あおいぽりばけつ
あんなにも、泣いたのに気が付けば空腹。手を合わせて「いただきます」と声を上げて箸を取る。
温かな汁椀を手で包みじんわりと温もりを貰う。

「明日は予定立てずにゆっくりしようか思うんよね。チェックアウトが昼前やから、目覚ましかけんと寝れる」

魚の骨を丁寧に取り除きながらそう話す高柳さん。その姿を眺めながらサラダを手元に引き寄せて沈黙。こんなにもたくさんの料理が並んでいるのに、箸が重たい。

「今日は楽しかったです」

「無理しなくていいんよ」

私の言葉が終わる前に、遮られた。ぱっと顔を上げればいつもと変わらぬ優しい笑顔の高柳さんが居た。
白米を口に運んで、もそもそと咀嚼してみても味がしない。まるで砂を噛んでいるようだった。楽しい筈の食事が、空気の重たさに負けて辛い。

そんな私を見てか、高柳さんが静かに口を開いた。

「旅行終わったら聞けばいいんか、ずっと聞かんまんま、こんな関係を続けていけばいいんか俺にはわからんから、今聞くわ」

かたりと箸を置いて手繰り寄せたのは煙草。火を付けて立ち上がる高柳さんの背中をじっと見る。

「海で、気持ちの整理してたん?」

直球で投げられる言葉を上手く返せずに黙りを続けていると、カーテンを少しだけ捲り高柳さんが話す。

「……なんとなく、伊織ちゃんがどうするかわかるけん、怖いっちゅうか悲しいっちゅうか……」

肩を竦めておどけた様に話し続ける高柳さんを見て、目頭がじわりじわりと熱くなっていった。ガラス越しにぱちりと目が合って、思わず目を逸らしてしまった。
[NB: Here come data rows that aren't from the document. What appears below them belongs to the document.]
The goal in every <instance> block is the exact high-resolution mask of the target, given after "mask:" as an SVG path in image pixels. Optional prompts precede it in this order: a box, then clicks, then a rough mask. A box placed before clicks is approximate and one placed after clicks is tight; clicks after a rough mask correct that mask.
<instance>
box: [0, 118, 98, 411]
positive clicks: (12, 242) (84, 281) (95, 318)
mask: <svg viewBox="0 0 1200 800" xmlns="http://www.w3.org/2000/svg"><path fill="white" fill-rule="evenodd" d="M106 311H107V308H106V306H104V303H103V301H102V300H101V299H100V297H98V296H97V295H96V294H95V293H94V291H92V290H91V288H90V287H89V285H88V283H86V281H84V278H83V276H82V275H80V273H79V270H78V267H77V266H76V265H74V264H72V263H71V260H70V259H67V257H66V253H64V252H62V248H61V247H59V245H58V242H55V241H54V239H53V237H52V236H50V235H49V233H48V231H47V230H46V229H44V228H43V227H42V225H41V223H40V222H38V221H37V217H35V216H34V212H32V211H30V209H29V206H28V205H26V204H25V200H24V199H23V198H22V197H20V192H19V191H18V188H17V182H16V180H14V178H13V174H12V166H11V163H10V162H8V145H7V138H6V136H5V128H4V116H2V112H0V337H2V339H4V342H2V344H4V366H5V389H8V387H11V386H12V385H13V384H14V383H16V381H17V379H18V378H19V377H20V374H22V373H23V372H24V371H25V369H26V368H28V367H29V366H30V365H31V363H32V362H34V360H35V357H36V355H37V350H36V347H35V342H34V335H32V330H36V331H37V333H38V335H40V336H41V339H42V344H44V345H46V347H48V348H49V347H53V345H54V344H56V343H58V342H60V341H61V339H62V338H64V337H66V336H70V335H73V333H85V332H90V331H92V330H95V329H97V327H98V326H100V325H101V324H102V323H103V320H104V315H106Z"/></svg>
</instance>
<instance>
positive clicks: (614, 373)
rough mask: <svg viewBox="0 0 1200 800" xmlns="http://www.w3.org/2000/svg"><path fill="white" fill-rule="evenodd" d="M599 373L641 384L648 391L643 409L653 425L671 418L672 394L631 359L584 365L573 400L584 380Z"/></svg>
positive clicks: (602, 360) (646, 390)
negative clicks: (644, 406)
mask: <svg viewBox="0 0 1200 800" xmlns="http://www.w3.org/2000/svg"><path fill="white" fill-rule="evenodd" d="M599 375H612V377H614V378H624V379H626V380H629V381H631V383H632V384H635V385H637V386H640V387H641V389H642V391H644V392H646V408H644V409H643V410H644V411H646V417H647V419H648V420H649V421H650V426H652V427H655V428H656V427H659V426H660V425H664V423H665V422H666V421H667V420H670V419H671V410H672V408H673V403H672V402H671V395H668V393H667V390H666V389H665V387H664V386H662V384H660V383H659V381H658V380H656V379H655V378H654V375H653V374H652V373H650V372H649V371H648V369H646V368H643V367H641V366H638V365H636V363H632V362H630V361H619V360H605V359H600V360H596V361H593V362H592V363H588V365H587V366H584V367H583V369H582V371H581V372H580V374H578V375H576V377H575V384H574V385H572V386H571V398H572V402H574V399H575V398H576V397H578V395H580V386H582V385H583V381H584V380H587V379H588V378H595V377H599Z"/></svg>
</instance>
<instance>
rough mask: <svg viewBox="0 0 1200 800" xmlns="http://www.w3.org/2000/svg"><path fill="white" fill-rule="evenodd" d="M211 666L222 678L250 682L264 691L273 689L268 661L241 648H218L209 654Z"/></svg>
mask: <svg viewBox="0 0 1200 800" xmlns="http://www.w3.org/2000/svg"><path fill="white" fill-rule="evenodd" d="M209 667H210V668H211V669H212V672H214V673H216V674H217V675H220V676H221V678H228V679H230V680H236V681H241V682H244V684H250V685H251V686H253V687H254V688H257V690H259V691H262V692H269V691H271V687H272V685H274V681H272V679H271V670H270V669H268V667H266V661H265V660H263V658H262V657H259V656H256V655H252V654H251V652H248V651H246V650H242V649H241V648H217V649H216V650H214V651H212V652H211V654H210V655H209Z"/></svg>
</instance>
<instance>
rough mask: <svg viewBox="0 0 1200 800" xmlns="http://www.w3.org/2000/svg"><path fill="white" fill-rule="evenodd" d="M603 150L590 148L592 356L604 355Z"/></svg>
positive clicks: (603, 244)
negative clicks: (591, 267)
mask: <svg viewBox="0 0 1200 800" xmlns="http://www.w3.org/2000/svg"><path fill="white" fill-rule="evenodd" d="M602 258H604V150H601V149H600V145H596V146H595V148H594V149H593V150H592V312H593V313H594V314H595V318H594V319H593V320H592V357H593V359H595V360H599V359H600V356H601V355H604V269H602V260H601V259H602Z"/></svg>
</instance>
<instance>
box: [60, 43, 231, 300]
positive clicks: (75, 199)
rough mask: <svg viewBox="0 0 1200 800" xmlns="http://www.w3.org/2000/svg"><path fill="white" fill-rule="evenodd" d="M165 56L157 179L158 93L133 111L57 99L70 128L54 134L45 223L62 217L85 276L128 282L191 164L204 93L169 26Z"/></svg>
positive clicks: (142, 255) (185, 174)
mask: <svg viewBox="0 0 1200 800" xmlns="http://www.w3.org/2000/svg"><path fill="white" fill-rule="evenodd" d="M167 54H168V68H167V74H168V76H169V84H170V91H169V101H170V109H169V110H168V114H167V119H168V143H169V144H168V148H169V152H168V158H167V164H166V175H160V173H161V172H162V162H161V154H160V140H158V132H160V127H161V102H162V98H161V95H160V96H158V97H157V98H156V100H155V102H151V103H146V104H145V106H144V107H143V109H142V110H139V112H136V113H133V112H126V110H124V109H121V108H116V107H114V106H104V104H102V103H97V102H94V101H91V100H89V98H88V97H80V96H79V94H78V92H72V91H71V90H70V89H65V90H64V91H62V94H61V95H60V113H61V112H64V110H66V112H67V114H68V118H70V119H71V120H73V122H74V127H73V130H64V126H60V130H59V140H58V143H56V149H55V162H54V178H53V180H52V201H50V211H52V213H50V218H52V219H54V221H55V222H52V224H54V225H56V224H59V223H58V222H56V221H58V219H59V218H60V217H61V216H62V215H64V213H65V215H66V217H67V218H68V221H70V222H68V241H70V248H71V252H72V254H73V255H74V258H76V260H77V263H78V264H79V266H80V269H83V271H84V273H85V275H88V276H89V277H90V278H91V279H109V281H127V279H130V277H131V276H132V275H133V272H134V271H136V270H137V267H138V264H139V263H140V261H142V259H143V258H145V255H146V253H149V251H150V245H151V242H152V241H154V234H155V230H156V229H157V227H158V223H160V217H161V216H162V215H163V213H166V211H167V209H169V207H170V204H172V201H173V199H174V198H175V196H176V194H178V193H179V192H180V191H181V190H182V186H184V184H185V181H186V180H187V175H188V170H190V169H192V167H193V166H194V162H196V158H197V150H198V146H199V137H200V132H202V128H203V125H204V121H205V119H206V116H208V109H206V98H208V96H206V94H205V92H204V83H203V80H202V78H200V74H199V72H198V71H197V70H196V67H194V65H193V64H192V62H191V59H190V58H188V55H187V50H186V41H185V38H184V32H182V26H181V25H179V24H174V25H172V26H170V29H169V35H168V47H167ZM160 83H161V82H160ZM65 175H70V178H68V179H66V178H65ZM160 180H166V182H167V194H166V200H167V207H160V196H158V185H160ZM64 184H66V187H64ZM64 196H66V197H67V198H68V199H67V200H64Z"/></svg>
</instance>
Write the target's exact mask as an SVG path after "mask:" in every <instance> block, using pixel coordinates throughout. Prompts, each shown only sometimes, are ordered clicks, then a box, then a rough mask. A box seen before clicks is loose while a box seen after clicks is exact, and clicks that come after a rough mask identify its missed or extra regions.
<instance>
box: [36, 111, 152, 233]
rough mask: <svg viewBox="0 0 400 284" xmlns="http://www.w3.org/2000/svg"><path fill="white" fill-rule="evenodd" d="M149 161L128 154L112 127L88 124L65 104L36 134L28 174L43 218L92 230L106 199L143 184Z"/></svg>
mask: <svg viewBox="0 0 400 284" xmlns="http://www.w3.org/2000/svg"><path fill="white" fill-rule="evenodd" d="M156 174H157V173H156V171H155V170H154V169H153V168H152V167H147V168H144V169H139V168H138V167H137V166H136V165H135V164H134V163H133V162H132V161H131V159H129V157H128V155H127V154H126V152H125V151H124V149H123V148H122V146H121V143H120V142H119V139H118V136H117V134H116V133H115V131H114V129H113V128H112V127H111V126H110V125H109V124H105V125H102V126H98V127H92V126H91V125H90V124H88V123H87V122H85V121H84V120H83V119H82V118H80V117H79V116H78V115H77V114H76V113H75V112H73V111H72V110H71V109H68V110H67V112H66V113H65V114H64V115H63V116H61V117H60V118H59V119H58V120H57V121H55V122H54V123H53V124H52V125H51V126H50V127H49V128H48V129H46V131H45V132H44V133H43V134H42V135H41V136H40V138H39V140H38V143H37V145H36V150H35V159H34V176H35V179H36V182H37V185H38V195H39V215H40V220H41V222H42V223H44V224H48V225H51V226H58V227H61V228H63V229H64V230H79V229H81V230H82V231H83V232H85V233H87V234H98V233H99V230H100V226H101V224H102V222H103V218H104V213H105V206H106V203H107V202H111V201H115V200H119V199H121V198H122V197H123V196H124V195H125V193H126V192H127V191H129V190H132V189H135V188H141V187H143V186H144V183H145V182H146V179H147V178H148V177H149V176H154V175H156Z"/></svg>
「待ってても、多分伊織ちゃんは俺ん所には来てくれないんやろうね」

「……高柳さん」

「それでも、言わせて欲しいんやけど聞いてくれる?」

立ち上る紫煙が目に染みたのか、目元を一度軽く抑えた高柳さんが鞄を漁って座布団に座る。

「俺、来年本社に移動になった」

突然の報告ではなかった。社内でそんな噂が流れていたのはもう数ヶ月ほど前からだった。こんな片田舎の支社から本社へと移動、所謂栄転だ。

「お、めでとうございます……」

祝いの言葉を口にすると、高柳さんは手のひらに何かを隠して机に置いた。ふわりと開いた手の中には、きっと指輪の入った小さな箱が此方を見ている。

「誰かをすごく好きになる事も、誰かと一緒にいたいと思う事も、伊織ちゃんが初めてやから……なんて伝えるのが一番なのか分からないから単刀直入に言うな」

すぅ、と息を吸い、吐いて。真っ直ぐに私を見つめて高柳さんが口を開いた。

「一緒に来て欲しい」

曇りのない眼差しはこんなにも優しく心を貫いてしまうのか。
音を立て、目から零れていく涙が全ての答えだった。